Nestes últimos 30 anos, os registros mais históricos do ensaísmo literário foram relegados, com um sorriso de desdém, ao museu das velharias. Mas, agora, o que havia sido aposentado compulsivamente volta à ativa. É indiscutível que vivemos a década da história, o que colocou em risco o poder dos teóricos que, mais do que rapidamente, elegeram como nova Meca a teoria da história, que é uma maneira de garantir as posições conquistadas dentro do campo literário acadêmico.
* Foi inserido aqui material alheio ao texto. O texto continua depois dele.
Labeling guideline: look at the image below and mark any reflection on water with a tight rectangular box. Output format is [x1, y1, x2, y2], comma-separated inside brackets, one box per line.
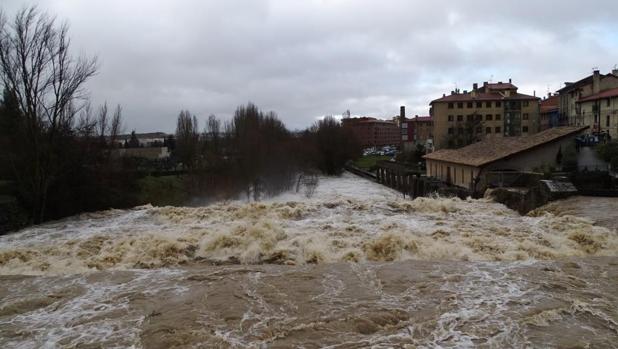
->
[0, 173, 616, 348]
Tendo noção deste problema que conduziu a universidade a um beco sem saída, impedindo a entrada de leitores não armados (com as devidas armas) na peleja com a literatura, fica mais fácil compreender a dimensão do ensaio que Luis Filipe Ribeiro escreveu sobre as imagens femininas em José de Alencar e Machado de Assis - Mulheres de Papel (Eduff, 1996). Este livro tem dois níveis de significação. Um representado pelo próprio método de abordagem em que foi concebido e outro em que se encontram as discussões sobre os dois maiores romancistas brasileiros do século XIX, cujas obras forjaram arquétipos femininos no imaginário de então.

Luis Filipe, na abertura de seu longo ensaio, define como fetichista a análise do texto visto como produto (ele se vale do estudo da condição fetichizada da mercadoria na sociedade capitalista, via Marx) desconectado das suas circunstâncias de produção. Apagar a presença do humano na mercadoria é uma tática de dominação na medida em que ela ganha uma falsa autonomia, tornando-se tacitamente independente do trabalho que a produziu. Tal prática é o motor da alienação. O que nos leva a concluir que uma postura que conceba a literatura como um texto com sentido imanente está produzindo um desserviço crítico na medida em que lhe nega os vínculos históricos e sociais.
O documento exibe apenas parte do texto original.